Fabuladas por las hijas de la memoria, iban entregando sosegadamente: tardes apacibles de verano, el tic tac del reloj antes de sonar la alarma, el barco inmóvil en el horizonte, el gorjeo interminable de los pájaros, el crujiente sonido de los pasos en otoño, espacios de tiempo vacíos, la mirada detenida en lo diáfano viniendo cegada de lo oscuro, la pintura verde de la mesa algo desconchada, la diminuta ola mojando los pies, el suspiro hondo que aleja el cansancio, ... y como las hojas de un libro, Iban pasando, extraídas del olvido, retazos de vida acumulada.
Las horas de la mañana, como doradas rosas y violetas, lucen destellantes, alocadas en danza, sobre el azul juvenil que las embriaga.
En ámbar dorado, las del mediodía, elevan los brazos al cenit, giran y se mueven lánguidas, entre una brisa cálida y sestean descansando a la orilla del río.
Como grises sombras salen, las horas del crepúsculo, con túnicas grises y trasparentes, dejan pasar los agónicos rayos, de un sol ya no visible.
Las horas de la noche, enlutadas, caminan a paso presto y marcado, haciendo sonar campanillas, de ruido sordo, llamando, a alguna de las otras horas rezagadas.
Vuelan dos cuervos sobre el fondo azul retazos de noche cortejando el día despojados de la negra oscuridad recorren el infinito derroche de luz, lo oscuro fundiéndose con lo claro.
Cuando el día se hunda en el horizonte y Sueño, reposo y sosiego del mundo, derrame su licor de adormidera y modorra, haciendo soportables las tinieblas, en lo alto de la silenciosa negrura, por dos trozos como rotos, el día, observará con inquietud la noche.
Llueven lágrimas sobre un terreno polvoriento donde los cuerpos son átomos que espesa el aire en una luz que no ilumina nada.
Todo queda inmóvil, diezmado. En calma desmedida. Solo flamear de voces muertas en un despertar sin ocaso ni aurora. Por estandarte un sol que se olvidó de brillar
Tristes pasatiempos de un mundo atrapado en sucesos desmedidos superando el infierno imaginado donde las palabras y los cuerpos se atomizan. Nula parece la esperanza.
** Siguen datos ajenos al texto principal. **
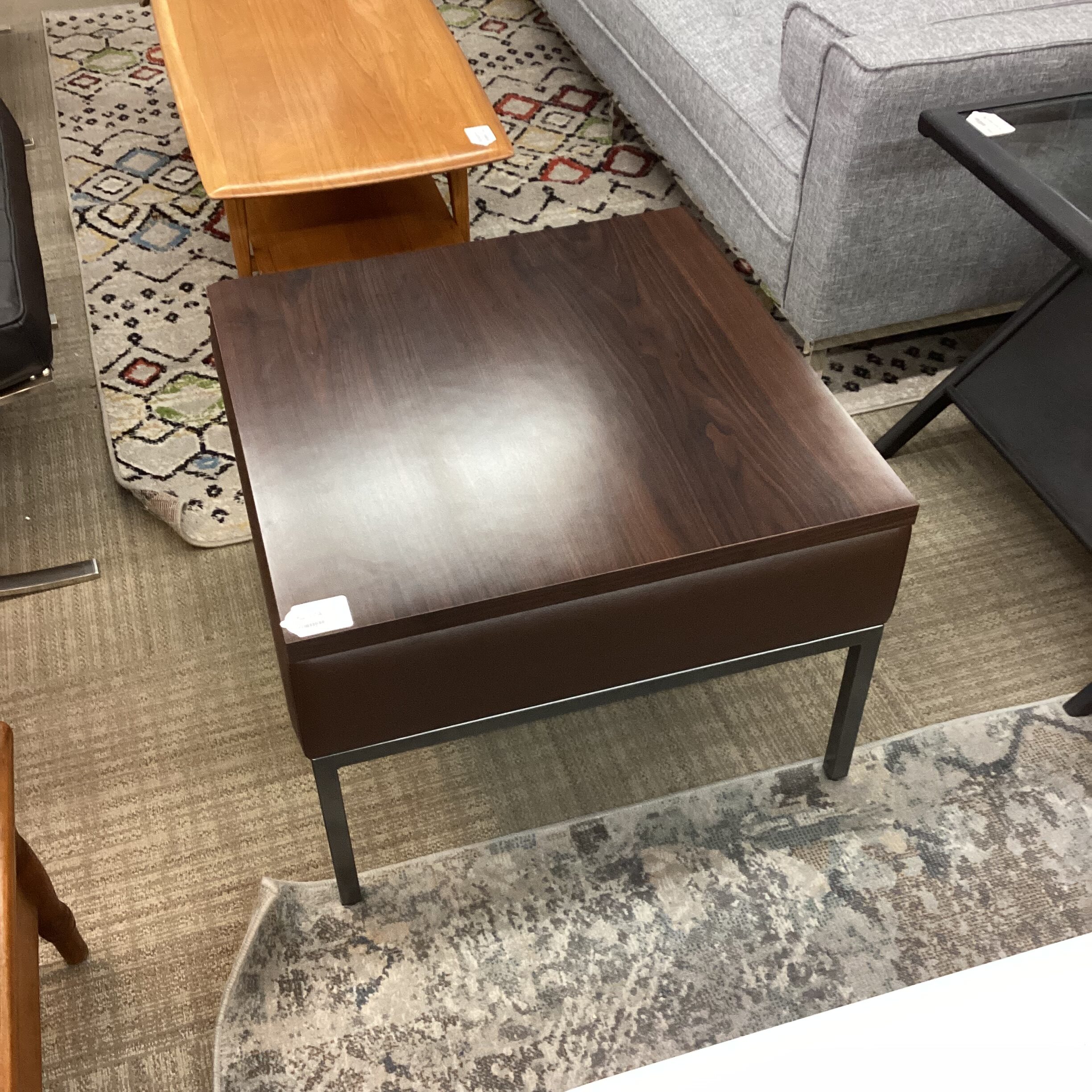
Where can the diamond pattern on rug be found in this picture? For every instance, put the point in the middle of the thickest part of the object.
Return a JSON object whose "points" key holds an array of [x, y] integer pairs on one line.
{"points": [[151, 240]]}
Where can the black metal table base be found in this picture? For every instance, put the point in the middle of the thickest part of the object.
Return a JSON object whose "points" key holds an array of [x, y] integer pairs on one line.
{"points": [[1046, 339], [940, 397], [863, 645], [1080, 705]]}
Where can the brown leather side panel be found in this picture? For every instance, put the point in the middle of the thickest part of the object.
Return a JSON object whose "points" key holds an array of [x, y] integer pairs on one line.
{"points": [[372, 695]]}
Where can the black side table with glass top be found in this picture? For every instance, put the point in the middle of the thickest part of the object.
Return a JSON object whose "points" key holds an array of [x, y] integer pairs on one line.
{"points": [[1029, 388]]}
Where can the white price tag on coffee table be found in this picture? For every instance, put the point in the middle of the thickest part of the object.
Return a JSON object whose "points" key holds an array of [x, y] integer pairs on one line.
{"points": [[990, 125], [481, 135], [319, 616]]}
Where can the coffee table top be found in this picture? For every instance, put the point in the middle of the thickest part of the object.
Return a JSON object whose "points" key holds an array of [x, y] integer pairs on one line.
{"points": [[286, 96], [470, 432]]}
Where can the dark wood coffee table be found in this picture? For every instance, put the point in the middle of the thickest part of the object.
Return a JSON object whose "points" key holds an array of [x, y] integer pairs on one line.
{"points": [[544, 471]]}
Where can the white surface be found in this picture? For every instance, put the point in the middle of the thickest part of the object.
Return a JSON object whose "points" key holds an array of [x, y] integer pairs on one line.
{"points": [[481, 135], [1022, 1022], [319, 616], [990, 125]]}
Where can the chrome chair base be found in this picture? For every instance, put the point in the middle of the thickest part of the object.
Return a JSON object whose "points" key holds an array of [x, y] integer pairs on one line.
{"points": [[46, 376], [44, 580]]}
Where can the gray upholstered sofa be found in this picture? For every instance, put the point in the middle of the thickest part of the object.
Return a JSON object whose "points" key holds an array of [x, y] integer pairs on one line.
{"points": [[794, 125]]}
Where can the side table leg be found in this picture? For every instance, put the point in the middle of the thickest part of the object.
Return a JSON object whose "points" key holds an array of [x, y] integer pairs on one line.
{"points": [[939, 398], [906, 428], [236, 210], [328, 782], [459, 193], [856, 678]]}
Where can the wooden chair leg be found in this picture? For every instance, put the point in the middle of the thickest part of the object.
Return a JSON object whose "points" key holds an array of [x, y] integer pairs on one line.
{"points": [[56, 923]]}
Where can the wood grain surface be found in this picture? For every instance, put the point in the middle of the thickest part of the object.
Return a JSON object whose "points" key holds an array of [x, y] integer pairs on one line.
{"points": [[20, 1020], [467, 432], [280, 96]]}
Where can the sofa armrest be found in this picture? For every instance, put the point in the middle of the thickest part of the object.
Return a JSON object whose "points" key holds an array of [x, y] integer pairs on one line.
{"points": [[927, 238]]}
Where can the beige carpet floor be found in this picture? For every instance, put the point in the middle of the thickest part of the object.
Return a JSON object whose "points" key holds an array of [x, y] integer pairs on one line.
{"points": [[159, 777]]}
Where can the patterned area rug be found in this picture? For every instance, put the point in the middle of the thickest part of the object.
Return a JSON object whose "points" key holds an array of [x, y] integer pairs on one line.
{"points": [[150, 240], [564, 955]]}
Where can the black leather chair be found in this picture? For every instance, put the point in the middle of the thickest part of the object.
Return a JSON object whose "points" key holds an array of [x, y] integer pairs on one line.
{"points": [[26, 343]]}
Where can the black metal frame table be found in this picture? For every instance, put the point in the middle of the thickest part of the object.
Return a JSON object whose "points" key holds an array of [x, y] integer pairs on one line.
{"points": [[1029, 388]]}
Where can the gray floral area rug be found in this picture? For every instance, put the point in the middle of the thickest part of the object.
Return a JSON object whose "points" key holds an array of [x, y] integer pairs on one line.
{"points": [[151, 242], [564, 955]]}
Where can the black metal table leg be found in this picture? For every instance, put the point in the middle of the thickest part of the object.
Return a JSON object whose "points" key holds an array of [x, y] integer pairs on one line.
{"points": [[328, 782], [856, 679], [1080, 705], [939, 398]]}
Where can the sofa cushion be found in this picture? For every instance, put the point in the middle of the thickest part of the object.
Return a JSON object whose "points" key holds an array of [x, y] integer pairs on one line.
{"points": [[708, 101], [812, 26]]}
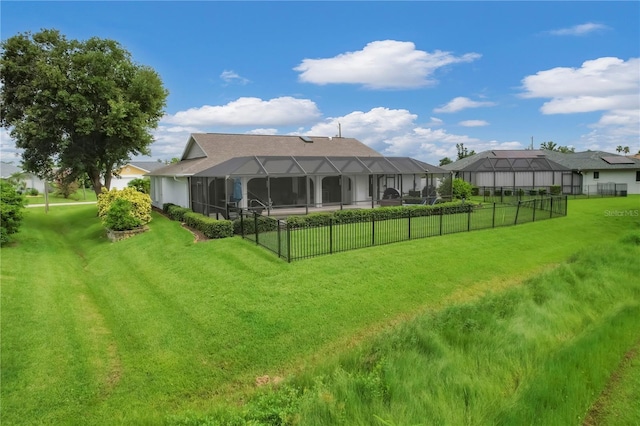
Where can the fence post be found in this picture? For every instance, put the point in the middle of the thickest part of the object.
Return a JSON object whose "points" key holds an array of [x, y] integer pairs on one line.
{"points": [[255, 224], [534, 208], [288, 242], [279, 244], [493, 219], [373, 231], [330, 235]]}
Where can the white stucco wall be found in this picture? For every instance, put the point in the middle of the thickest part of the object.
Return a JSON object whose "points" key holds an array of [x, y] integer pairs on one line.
{"points": [[615, 176], [121, 182], [169, 190]]}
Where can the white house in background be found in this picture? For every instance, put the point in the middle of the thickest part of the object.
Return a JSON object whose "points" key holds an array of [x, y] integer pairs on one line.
{"points": [[588, 172], [219, 171], [133, 170], [30, 180]]}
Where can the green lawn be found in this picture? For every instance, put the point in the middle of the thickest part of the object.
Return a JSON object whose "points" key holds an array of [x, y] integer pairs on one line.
{"points": [[158, 329]]}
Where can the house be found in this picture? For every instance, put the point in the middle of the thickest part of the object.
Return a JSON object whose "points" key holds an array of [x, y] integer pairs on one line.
{"points": [[588, 172], [513, 169], [8, 170], [133, 170], [602, 172], [222, 171]]}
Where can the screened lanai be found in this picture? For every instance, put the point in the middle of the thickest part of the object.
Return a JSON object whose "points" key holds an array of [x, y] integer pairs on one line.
{"points": [[309, 183], [524, 171]]}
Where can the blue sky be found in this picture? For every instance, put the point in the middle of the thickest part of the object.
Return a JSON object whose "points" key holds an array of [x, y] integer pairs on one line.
{"points": [[407, 78]]}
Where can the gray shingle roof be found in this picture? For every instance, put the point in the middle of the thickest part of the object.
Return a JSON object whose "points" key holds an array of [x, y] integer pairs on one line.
{"points": [[592, 160], [586, 160], [147, 166], [205, 150]]}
Se desliza raudo ladera abajo un Abrego tempestuoso y cálido. Corre la neblina que, pacientemente instalada en el valle, escribía con transparente tinta leyendas para ser contadas en inamovibles tardes. Un revuelo de hojas altera la quietud. Los árboles se doblan cimbreantes, los animales levantan la testuz, buscando la nube que anuncie la ansiada agua en el secano. Navegan las nubes empujadas por la surada, llenarán canales y acequias, y pintarán de verdes los campos.